FIG. 1 is a schematic diagram of the manufacturing process of metal cadmium powder in the present invention. Figure 2 shows the displacement liquid Cd1lI degree 401//l
Graph showing the relationship between the amount of glue added and specific surface area in K. FIG. 3 is a graph showing the relationship between the amount of glue added and the specific surface area when the Cd concentration of the replacement liquid is 201/lK. 91 Figure

Claims (9)

[Claims] (1) A method of producing metal cadmium powder through a step of immersing zinc in a cadmium sulfate solution and precipitating metal cadmium by a substitution reaction. A method for producing metal cadmium powder, the special purpose of which is to include a substance capable of suppressing crystal growth of precipitated metal cadmium in the cadmium sulfate solution. (2) Claim No. 1, wherein the substance capable of suppressing the crystal growth of metal cadmium is an R liquid colloid forming substance.

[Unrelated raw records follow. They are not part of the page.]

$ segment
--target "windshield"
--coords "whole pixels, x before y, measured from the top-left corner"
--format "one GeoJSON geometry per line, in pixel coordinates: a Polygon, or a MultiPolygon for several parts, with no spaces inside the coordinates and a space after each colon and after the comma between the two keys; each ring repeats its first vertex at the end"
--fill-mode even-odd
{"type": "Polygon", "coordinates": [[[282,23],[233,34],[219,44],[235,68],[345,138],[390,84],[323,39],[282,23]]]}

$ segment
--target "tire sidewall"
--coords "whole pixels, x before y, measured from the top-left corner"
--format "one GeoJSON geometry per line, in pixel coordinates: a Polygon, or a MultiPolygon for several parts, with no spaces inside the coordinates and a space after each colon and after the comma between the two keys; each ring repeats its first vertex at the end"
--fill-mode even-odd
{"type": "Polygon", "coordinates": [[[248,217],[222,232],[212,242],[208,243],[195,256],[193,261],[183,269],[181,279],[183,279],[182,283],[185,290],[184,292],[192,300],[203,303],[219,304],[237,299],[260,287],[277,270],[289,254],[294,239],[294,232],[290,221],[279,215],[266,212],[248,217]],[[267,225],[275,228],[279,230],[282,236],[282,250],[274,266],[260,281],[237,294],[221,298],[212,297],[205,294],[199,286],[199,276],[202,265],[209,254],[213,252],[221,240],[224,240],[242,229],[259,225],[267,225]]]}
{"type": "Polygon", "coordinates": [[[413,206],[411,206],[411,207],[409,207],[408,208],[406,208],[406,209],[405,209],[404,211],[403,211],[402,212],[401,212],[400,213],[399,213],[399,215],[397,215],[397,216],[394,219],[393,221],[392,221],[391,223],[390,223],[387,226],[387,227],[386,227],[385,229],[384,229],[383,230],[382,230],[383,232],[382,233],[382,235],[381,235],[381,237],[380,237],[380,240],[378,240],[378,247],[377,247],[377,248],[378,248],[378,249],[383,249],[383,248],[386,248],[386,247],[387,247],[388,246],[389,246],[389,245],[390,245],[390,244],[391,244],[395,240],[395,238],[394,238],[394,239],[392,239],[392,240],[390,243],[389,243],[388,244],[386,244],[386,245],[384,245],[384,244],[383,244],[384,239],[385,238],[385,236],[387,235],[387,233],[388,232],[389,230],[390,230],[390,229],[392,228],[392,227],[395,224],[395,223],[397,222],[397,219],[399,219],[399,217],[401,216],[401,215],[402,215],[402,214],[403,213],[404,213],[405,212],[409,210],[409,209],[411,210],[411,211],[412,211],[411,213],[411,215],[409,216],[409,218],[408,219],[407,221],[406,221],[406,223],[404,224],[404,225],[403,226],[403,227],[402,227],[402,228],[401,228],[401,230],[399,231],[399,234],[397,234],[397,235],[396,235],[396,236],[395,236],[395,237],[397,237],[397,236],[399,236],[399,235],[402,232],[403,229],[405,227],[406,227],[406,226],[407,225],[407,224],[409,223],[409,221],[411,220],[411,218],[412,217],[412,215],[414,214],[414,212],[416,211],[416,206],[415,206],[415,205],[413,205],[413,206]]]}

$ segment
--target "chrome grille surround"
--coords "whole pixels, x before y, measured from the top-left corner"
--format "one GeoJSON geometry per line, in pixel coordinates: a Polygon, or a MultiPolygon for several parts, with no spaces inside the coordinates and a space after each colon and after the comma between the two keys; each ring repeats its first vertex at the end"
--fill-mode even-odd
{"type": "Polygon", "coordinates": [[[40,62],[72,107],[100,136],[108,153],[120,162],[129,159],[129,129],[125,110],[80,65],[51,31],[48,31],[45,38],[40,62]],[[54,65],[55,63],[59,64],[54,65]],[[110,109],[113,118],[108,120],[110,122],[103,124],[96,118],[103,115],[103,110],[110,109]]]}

A method for producing metal cadmium powder as described in . (3) The method for producing metal cadmium powder according to claim (2), wherein the lyophilic colloid-forming substance is tan-matrix. (4) The method for producing metal cadmium powder according to claim (3), wherein the tan/liquid substance is glue or gelatin. (5) The method for producing metal cadmium powder according to claim 0, wherein the substance capable of suppressing the crystal growth of metal cadmium is a substance capable of forming a salt or a complex salt with metal cadmium. (6) The method for producing metal cadmium powder according to claim (5), wherein the salt-forming substance is caffeine. (7) The method for producing metal cadmium powder according to claim (5), wherein the complex-forming substance is a sulfur-containing amino acid. (8) The method for producing metal cadmium powder according to claim (1), wherein the substance capable of suppressing crystal growth of metal cadmium is a polymer flocculant. (9) 4 where the polymer flocculant is anionic or nonionic;
+7 A method for producing metal cadmium powder according to claim (8), which is an acrylamide-based flocculant.